Cela veut dire aussi remettre en place des administrations fragiles depuis longtemps à cause de la bureaucratie ancienne et de la corruption. Cela veut dire recréer des circuits de finances publiques et collectives. Oui, nous devons commencer à reconstruire, participer de façon assumée à cette reconstruction, maintenant !

Tout d’abord, parce que les Ukrainiens nous le demandent, en plus des moyens militaires que nous leur fournissons. Et ils nous demandent même plus que de la simple reconstruction. Dans tous les contacts, les nombreuses visites et rencontres que j’ai pu effectuer, mes interlocuteurs ukrainiens parlent plus de modernisation que de simple reconstruction. Ils assument leurs fragilités de démocratie récente, leur dysfonctionnement, leurs divisions, et ils ne veulent pas reconstruire à l’identique, dans un grand bricolage plus ou moins humanitaire, ni reprendre les mêmes processus.

Ils veulent que nous les aidions à moderniser, à transformer, à rendre leurs pratiques publiques plus transparentes et plus efficaces. Je l’ai entendu de gouverneurs de région, de responsables d'associations, de maires, de directeurs d’école ou d’hôpital.

Nous avons des outils en France et en Union Européenne, nous avons des outils pour lutter contre la corruption et pour la libre et juste entreprise, contre l’endoctrinement des médias et pour la citoyenneté éclairée, contre l’embrigadement et pour l’émancipation dans les écoles ; vous voyez, les mots que je choisis prouve que la vigilance doit rester de mise sur ces sujets y compris chez nous… 

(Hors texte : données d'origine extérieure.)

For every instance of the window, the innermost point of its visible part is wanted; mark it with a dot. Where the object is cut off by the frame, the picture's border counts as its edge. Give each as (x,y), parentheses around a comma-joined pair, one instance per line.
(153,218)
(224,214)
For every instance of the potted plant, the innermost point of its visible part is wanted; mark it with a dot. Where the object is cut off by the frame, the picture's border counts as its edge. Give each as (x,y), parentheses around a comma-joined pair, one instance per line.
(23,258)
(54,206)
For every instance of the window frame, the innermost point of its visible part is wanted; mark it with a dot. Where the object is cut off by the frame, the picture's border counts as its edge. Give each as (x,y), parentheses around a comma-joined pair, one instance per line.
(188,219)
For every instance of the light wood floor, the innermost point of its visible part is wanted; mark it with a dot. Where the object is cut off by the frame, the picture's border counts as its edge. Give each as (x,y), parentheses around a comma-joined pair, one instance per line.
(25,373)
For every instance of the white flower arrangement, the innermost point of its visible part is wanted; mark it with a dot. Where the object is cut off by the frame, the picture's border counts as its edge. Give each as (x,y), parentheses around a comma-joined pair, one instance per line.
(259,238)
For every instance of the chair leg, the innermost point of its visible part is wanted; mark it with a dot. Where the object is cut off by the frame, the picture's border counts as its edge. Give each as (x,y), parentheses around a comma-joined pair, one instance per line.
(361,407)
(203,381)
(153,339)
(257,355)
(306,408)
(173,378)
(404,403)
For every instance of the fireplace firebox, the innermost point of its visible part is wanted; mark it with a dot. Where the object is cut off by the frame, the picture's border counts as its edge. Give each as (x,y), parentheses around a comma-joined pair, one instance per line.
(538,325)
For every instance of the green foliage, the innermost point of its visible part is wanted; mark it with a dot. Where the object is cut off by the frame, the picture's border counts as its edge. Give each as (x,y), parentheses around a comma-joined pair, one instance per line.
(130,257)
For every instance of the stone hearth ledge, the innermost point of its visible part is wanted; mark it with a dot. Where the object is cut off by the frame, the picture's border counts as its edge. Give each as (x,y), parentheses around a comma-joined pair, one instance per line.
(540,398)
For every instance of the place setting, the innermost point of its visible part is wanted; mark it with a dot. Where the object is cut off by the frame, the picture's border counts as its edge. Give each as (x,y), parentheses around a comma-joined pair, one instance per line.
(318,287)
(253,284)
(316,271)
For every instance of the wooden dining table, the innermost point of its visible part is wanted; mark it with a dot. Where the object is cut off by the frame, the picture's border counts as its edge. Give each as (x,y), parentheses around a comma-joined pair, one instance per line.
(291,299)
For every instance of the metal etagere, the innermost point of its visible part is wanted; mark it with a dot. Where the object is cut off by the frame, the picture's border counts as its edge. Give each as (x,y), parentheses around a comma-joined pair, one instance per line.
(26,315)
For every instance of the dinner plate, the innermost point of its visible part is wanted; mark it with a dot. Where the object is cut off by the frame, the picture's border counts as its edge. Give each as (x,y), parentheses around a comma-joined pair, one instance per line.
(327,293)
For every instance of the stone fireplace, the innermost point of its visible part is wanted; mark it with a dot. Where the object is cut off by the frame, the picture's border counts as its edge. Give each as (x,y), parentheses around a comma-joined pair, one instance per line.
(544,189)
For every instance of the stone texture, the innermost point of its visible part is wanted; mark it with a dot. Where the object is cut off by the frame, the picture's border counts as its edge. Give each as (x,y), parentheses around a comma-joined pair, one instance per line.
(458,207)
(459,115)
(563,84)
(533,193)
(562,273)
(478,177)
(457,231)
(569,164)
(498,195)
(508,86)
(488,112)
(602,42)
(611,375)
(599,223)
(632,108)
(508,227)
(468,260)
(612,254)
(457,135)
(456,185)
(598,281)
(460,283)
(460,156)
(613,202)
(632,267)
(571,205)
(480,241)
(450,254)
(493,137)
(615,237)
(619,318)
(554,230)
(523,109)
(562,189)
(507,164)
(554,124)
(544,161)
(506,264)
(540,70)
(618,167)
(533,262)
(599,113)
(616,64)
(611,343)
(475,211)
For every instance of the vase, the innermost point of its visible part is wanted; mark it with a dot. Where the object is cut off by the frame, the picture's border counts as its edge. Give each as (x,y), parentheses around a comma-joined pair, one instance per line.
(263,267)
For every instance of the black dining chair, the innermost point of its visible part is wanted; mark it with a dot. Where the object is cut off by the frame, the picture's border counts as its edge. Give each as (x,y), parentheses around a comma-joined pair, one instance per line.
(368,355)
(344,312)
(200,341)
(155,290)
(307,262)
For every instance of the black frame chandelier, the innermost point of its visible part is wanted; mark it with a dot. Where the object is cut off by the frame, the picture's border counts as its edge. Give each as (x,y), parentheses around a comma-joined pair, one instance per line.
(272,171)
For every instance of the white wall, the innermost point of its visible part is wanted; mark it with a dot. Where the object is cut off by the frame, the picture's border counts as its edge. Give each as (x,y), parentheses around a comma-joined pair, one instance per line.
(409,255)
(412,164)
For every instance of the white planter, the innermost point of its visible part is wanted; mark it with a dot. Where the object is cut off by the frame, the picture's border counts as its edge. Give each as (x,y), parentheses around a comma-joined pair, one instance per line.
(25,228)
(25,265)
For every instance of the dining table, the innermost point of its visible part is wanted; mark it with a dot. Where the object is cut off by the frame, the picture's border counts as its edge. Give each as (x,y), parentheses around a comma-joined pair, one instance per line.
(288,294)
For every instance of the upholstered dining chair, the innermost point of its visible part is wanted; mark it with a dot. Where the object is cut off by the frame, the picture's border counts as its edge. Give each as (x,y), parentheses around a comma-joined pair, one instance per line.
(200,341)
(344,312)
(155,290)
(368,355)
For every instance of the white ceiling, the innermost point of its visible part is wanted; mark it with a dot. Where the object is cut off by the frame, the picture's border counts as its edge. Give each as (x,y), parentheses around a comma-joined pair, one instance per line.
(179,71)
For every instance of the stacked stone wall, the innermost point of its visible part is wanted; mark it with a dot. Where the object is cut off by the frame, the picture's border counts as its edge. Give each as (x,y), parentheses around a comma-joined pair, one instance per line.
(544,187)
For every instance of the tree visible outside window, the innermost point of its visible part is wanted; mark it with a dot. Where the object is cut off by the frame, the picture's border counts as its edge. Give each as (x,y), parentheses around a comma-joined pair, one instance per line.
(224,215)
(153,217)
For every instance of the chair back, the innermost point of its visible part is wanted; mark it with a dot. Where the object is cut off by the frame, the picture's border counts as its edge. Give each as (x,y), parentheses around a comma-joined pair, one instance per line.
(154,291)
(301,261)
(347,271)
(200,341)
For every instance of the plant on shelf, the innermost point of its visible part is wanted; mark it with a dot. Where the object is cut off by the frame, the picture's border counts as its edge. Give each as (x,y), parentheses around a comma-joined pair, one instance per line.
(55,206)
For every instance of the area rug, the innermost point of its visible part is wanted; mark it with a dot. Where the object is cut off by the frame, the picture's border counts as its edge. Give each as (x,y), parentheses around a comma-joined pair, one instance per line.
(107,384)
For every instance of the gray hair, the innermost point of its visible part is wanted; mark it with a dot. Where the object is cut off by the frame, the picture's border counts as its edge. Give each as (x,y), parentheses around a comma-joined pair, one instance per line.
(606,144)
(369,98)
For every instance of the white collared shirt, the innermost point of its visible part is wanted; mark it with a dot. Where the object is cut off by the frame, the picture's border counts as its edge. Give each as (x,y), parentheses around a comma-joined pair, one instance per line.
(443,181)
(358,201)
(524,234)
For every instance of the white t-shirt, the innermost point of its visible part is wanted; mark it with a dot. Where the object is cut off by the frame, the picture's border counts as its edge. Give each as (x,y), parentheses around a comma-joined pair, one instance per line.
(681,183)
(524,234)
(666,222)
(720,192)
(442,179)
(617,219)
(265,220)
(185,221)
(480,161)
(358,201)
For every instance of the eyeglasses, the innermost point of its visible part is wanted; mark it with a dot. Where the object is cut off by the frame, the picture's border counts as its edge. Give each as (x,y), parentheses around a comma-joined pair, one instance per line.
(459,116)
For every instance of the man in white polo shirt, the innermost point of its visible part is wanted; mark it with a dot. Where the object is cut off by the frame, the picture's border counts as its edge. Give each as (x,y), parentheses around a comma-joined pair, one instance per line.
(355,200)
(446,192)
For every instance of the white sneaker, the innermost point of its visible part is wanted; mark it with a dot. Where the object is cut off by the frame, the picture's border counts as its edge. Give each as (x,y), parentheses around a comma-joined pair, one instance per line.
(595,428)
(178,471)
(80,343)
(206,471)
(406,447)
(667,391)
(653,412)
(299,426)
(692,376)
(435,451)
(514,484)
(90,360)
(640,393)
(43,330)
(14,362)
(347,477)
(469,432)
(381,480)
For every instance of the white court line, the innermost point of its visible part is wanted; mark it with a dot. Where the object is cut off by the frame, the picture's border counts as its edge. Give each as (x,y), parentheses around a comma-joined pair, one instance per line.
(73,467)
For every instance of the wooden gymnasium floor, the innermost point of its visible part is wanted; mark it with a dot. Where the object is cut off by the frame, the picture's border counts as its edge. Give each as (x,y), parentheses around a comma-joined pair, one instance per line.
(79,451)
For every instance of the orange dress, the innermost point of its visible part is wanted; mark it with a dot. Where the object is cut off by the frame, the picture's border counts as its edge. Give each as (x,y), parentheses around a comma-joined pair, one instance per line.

Nous n’allons pas aider des « gentils » contre des « méchants », nous allons développer et construire, sur un territoire de conflits anciens et récents, nous allons construire avec vaillance, le seul modèle qui garantira, si nous y arrivons, que la fin de la guerre d’aujourd’hui ne sera pas l’origine de celles de demain.

Donc cette reconstruction doit être la nôtre, avec nos faiblesses, nos imperfections, mais avec nos forces et surtout notre boussole. Dans cet affrontement de modèles, qui ne se limite pas à l’affrontement armé dans l’Est de l’Ukraine, cette reconstruction sera également notre manière de nous engager, non pas dans la guerre, mais en résistance.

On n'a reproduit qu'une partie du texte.